The annual Goodwood Festival of Speed returned to Goodwood House - this year celebrating 'the endless pursuit of power’ and with a special focus on BMW.
Catch up with what happened on each day below, but first Steve Cropley summarises this year's event.
Steve Cropley's Goodwood Festival of Speed report
As spectators drifted happily away from the 24th annual running of the Goodwood Festival of Speed, it must have struck many that the theme for this year’s event — “the endless pursuit of power” — had been unusually well chosen.
Every Goodwood Festival has a theme but this one was closer to reality than usual: the 2016 event featured a better and more potent crop of race cars — plus a larger collection of spectacular road-going supercars — than any seen previously at famous Sussex hillclimb, which for all but four days a year is a quiet single-lane access road connecting Goodwood House to the wooded estate above.
For a while this year it looked as if Lord March’s famous luck with weather was going to run out. It rained heavily and unpredictably on the first and third days of this four-day event, and at times spectators had to cope with mud that, while not in the Glastonbury league, was pretty unpleasant.
But Goodwood’s famous organisation surfaced as it usually does: woodchip shaving were promptly scattered on most walkways — and on Friday and Sunday, at least, the paths and the track were nearly always dry. When they weren’t, well, the lack of grip just made the show more exciting.

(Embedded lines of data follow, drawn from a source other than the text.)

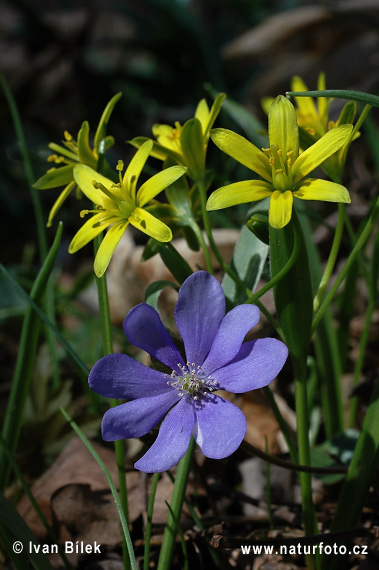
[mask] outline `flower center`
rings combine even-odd
[[[270,148],[264,148],[263,151],[268,155],[270,166],[272,168],[272,182],[276,190],[286,192],[292,190],[292,164],[294,161],[294,151],[289,150],[285,154],[275,145]]]
[[[178,364],[178,368],[182,374],[173,370],[171,376],[166,374],[166,378],[171,378],[167,384],[176,388],[180,397],[192,396],[197,401],[201,395],[218,389],[217,381],[206,376],[201,366],[196,366],[194,362],[187,362],[185,366]]]

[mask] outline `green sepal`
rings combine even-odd
[[[337,125],[352,125],[357,112],[357,104],[355,101],[348,101],[344,105],[338,118]]]
[[[98,124],[97,129],[96,129],[95,138],[94,138],[94,148],[95,148],[95,151],[97,153],[99,152],[100,143],[105,137],[105,133],[107,130],[107,124],[108,124],[108,121],[110,119],[110,116],[113,112],[113,109],[114,109],[117,101],[121,98],[121,96],[122,96],[122,93],[117,93],[116,95],[114,95],[112,97],[112,99],[109,101],[109,103],[107,104],[107,106],[105,107],[103,114],[101,115],[99,124]],[[109,137],[106,137],[106,138],[108,139]],[[113,144],[113,142],[112,142],[112,144]],[[110,146],[112,146],[112,145],[110,145]],[[107,148],[109,148],[109,146]]]
[[[313,291],[308,253],[295,208],[282,229],[270,226],[271,275],[275,277],[289,260],[295,239],[300,240],[298,256],[291,269],[274,286],[277,315],[284,342],[291,356],[304,360],[308,353],[313,317]]]
[[[216,99],[213,101],[213,105],[209,111],[208,123],[205,128],[205,132],[209,133],[211,128],[214,125],[215,120],[218,117],[218,114],[221,110],[221,106],[226,99],[226,93],[219,93]]]
[[[97,160],[89,144],[89,124],[84,121],[78,132],[78,156],[82,164],[87,164],[93,169],[97,167]]]
[[[270,234],[268,229],[268,216],[254,214],[246,222],[248,229],[263,243],[269,245]]]
[[[33,184],[33,188],[38,190],[47,190],[48,188],[59,188],[59,186],[66,186],[73,180],[73,164],[67,166],[60,166],[59,168],[51,168],[41,176]]]
[[[189,169],[188,176],[194,180],[201,179],[205,170],[205,151],[199,119],[193,118],[184,124],[180,133],[180,145]]]

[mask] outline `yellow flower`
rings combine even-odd
[[[75,140],[69,132],[65,131],[63,141],[64,146],[56,143],[49,144],[49,148],[54,151],[54,154],[51,154],[47,160],[48,162],[56,164],[58,168],[50,168],[46,174],[41,176],[41,178],[33,184],[33,186],[39,190],[59,188],[60,186],[64,186],[65,188],[62,190],[50,210],[47,221],[48,227],[51,226],[54,216],[76,186],[73,175],[74,166],[77,164],[86,164],[87,166],[96,169],[100,146],[102,145],[102,153],[104,153],[105,150],[114,144],[113,137],[105,136],[105,131],[114,106],[120,97],[121,93],[117,93],[117,95],[112,97],[105,107],[96,129],[93,148],[91,148],[89,143],[90,129],[87,121],[84,121],[82,124],[78,132],[77,140]],[[105,163],[105,167],[107,167],[107,163]]]
[[[283,228],[291,219],[293,198],[349,203],[344,186],[305,178],[349,138],[352,125],[335,127],[299,155],[299,128],[293,105],[279,95],[269,112],[269,148],[259,150],[247,139],[227,129],[214,129],[213,142],[263,180],[246,180],[215,190],[207,210],[219,210],[270,197],[269,223]]]
[[[174,127],[154,125],[153,135],[156,141],[151,156],[159,160],[171,158],[177,164],[188,167],[187,174],[190,178],[194,180],[203,178],[209,133],[225,97],[225,93],[219,93],[211,109],[206,100],[202,99],[196,108],[195,116],[183,126],[178,121]],[[130,142],[139,148],[146,140],[148,139],[145,137],[136,137]]]
[[[308,91],[308,87],[300,77],[293,77],[291,82],[292,91]],[[325,76],[320,73],[317,91],[325,90]],[[337,121],[329,120],[329,105],[333,101],[330,97],[294,97],[296,102],[296,116],[299,124],[300,146],[305,150],[325,133],[344,124],[352,124],[357,111],[355,101],[348,101],[338,117]],[[360,136],[355,132],[337,152],[333,153],[322,165],[324,172],[335,182],[340,182],[345,166],[348,148],[353,140]]]
[[[94,269],[98,277],[107,269],[113,252],[129,224],[158,241],[167,242],[172,239],[170,228],[153,216],[146,205],[182,176],[187,169],[184,166],[172,166],[162,170],[144,182],[137,191],[138,178],[152,146],[151,141],[141,146],[124,175],[122,175],[122,161],[119,161],[117,170],[120,181],[117,184],[89,166],[74,167],[77,185],[96,208],[81,212],[82,217],[89,213],[94,215],[73,237],[69,252],[75,253],[109,227],[95,258]]]
[[[325,90],[325,75],[320,73],[317,91]],[[291,91],[308,91],[301,77],[295,76],[291,81]],[[312,97],[295,97],[296,116],[299,127],[303,128],[315,140],[322,137],[334,124],[329,124],[328,111],[332,101],[329,97],[317,97],[317,103]]]

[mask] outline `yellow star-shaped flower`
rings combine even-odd
[[[193,180],[202,178],[205,171],[205,158],[209,142],[209,133],[220,112],[225,99],[225,93],[219,93],[209,109],[205,99],[202,99],[195,111],[195,116],[184,125],[178,121],[175,126],[156,124],[153,126],[153,141],[151,156],[159,160],[171,158],[177,164],[188,167],[188,176]],[[136,137],[130,142],[140,147],[147,139]]]
[[[213,142],[263,180],[246,180],[215,190],[208,199],[207,210],[219,210],[270,197],[269,223],[275,229],[288,224],[293,198],[350,203],[344,186],[305,178],[336,152],[351,135],[352,125],[328,131],[315,144],[299,154],[299,127],[295,109],[279,95],[269,112],[269,148],[258,149],[247,139],[227,129],[211,131]]]
[[[77,185],[96,205],[96,209],[81,212],[81,216],[88,213],[94,215],[75,234],[70,243],[69,252],[75,253],[103,230],[109,228],[95,258],[94,269],[98,277],[103,275],[107,269],[113,252],[129,224],[158,241],[168,242],[172,239],[170,228],[153,216],[146,206],[162,190],[182,176],[187,169],[184,166],[166,168],[146,180],[137,191],[138,178],[152,146],[151,141],[141,146],[123,176],[123,164],[119,162],[120,181],[117,184],[89,166],[74,167]]]

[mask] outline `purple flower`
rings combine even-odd
[[[287,347],[274,338],[243,343],[259,320],[259,309],[239,305],[225,315],[222,287],[205,271],[183,283],[174,314],[185,360],[150,305],[137,305],[124,321],[128,340],[165,364],[171,374],[125,354],[111,354],[99,360],[89,376],[98,394],[130,400],[105,413],[106,441],[141,437],[164,418],[156,441],[135,464],[147,473],[178,463],[191,435],[206,457],[231,455],[245,436],[246,419],[215,391],[242,393],[266,386],[288,356]]]

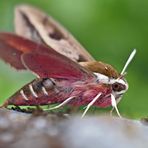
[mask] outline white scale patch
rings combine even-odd
[[[20,94],[22,95],[22,97],[23,97],[25,100],[29,100],[29,99],[27,98],[27,96],[24,94],[24,91],[23,91],[23,90],[20,91]]]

Thursday’s gigantic Moving Motor Show marquee looked a bit sparsely populated this year (the organisers used a gigantic café and a stunt-bike display to occupy space usually filled with new cars) but just the same there was no shortage of new road iron. It’s just that most of them models couldn’t yet to be sampled by potential owners. King of the lot was probably the £1.9million, 261mph Bugatti Chiron, whose styling created plenty of controversy, though there was no doubting its speed and power when demonstrated on the hill by Le Mans driver Andy Wallace and company boss Wolfgang Durheimer.